Evaluate the robustness of a machine learning model to noise

Robustness refers to a model’s ability to maintain a high level of performance in the face of perturbations or changes (particularly noise) added to its input data. This test is designed to help gauge how well the model can handle potential real- world scenarios where the input data might be incomplete or corrupted.

Test Methodology

This test is conducted by adding Gaussian noise, proportional to a particular standard deviation scale, to numeric input features of the input datasets. The model’s performance on the perturbed data is then evaluated using a user-defined metric or the default metric of AUC for classification tasks and MSE for regression tasks. The results are then plotted to visualize the model’s performance decay as the perturbation size increases.

When using this test, it is highly recommended to tailor the performance metric, list of scaling factors for the standard deviation of the noise, and the performance decay threshold to the specific use case of the model being evaluated.

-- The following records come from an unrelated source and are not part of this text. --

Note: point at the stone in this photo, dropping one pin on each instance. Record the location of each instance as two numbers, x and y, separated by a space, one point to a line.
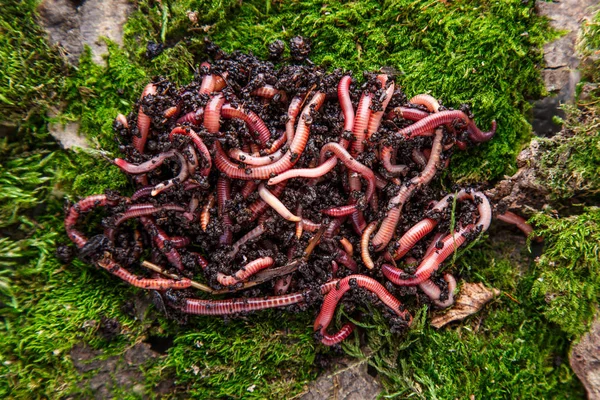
585 360
71 25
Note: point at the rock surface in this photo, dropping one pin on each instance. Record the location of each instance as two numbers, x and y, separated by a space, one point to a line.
585 361
72 25
350 382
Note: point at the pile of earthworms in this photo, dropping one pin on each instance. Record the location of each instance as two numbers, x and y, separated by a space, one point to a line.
269 187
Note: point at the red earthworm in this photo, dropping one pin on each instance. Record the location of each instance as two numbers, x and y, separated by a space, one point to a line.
144 283
335 295
224 196
122 120
138 210
205 214
182 176
394 170
82 206
299 226
413 235
340 211
282 284
426 100
376 117
179 241
346 259
245 272
253 234
293 111
269 92
395 205
411 114
450 243
255 123
198 143
171 112
276 204
250 159
212 113
248 188
345 102
364 245
144 121
193 117
208 81
347 246
519 222
146 166
260 206
292 156
234 306
161 239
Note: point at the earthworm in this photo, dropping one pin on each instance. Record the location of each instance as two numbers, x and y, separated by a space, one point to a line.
286 162
144 121
198 143
255 123
335 295
212 113
519 222
146 166
205 214
82 206
224 196
364 245
245 272
162 241
138 210
277 205
426 100
144 283
395 205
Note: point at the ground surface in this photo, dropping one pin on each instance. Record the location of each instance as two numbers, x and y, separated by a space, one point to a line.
69 328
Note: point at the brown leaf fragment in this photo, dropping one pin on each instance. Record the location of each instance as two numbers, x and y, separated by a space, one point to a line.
472 297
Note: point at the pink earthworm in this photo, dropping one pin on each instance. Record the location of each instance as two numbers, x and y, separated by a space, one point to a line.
146 166
208 81
450 243
145 209
276 204
245 272
375 119
198 143
292 156
395 205
269 92
413 235
224 196
193 117
234 306
364 245
205 214
83 206
212 113
250 159
335 295
255 123
144 283
144 121
426 100
259 207
519 222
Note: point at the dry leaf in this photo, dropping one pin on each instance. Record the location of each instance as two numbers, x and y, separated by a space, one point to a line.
472 297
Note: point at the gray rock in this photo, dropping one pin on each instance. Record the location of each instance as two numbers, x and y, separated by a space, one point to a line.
349 383
72 26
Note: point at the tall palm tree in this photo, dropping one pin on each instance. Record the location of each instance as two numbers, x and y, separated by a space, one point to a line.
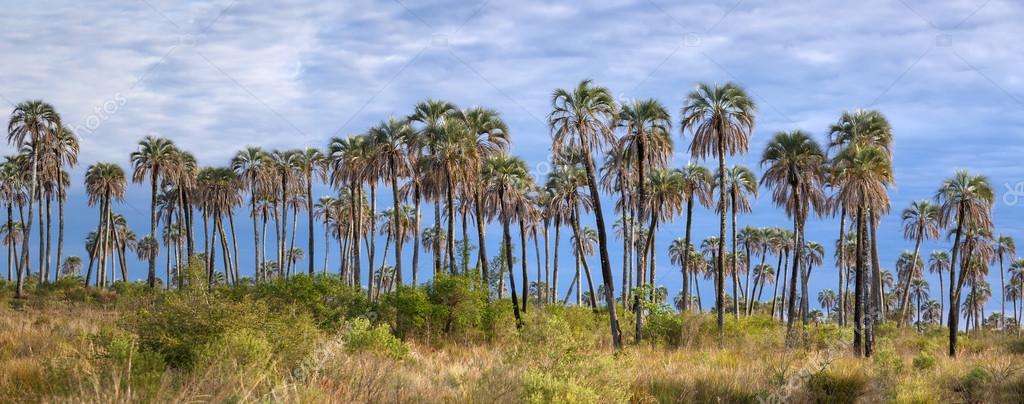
104 183
431 114
826 298
311 164
921 221
697 182
919 289
721 119
740 184
795 170
938 263
501 175
866 171
1005 247
251 165
583 118
154 161
32 122
968 200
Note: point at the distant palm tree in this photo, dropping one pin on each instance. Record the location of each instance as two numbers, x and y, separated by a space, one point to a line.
740 184
155 159
826 298
32 122
938 263
795 170
501 174
584 118
721 119
921 221
72 266
919 289
697 182
104 183
1005 247
967 199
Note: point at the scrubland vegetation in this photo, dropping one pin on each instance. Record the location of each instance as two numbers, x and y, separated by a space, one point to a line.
316 340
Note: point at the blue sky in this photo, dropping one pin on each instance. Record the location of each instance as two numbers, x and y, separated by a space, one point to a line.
220 75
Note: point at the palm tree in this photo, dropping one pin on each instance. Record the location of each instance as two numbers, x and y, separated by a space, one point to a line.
155 159
489 135
740 185
104 183
1005 247
938 263
919 289
826 298
311 164
583 118
501 174
967 199
721 119
795 169
921 221
32 122
431 114
72 266
697 185
865 173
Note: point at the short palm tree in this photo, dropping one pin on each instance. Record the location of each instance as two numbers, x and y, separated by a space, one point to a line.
921 221
721 119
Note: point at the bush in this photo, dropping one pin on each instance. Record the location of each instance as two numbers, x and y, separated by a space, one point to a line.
924 361
828 387
364 337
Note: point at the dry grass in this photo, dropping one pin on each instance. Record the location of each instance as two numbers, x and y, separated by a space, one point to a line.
64 354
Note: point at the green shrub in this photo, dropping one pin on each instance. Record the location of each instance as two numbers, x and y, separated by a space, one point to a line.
827 387
407 310
924 361
540 387
360 335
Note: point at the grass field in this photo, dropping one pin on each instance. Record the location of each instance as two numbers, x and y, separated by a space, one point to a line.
304 341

Inputs: - model (VMModel): The trained model to be evaluated. - datasets (List[VMDataset]): A list of datasets to evaluate the model against.

Parameters

  • metric (str, optional): The performance metric to be used for evaluation. If not provided, the default metric is used based on the task of the model. Default values are “auc” for classification tasks and “mse” for regression tasks.
  • scaling_factor_std_dev_list (List[float], optional): A list of scaling factors for the standard deviation of the noise to be added to the input features. The default values are [0.1, 0.2, 0.3, 0.4, 0.5].
  • performance_decay_threshold (float, optional): The threshold for the performance decay of the model. The default value is 0.05.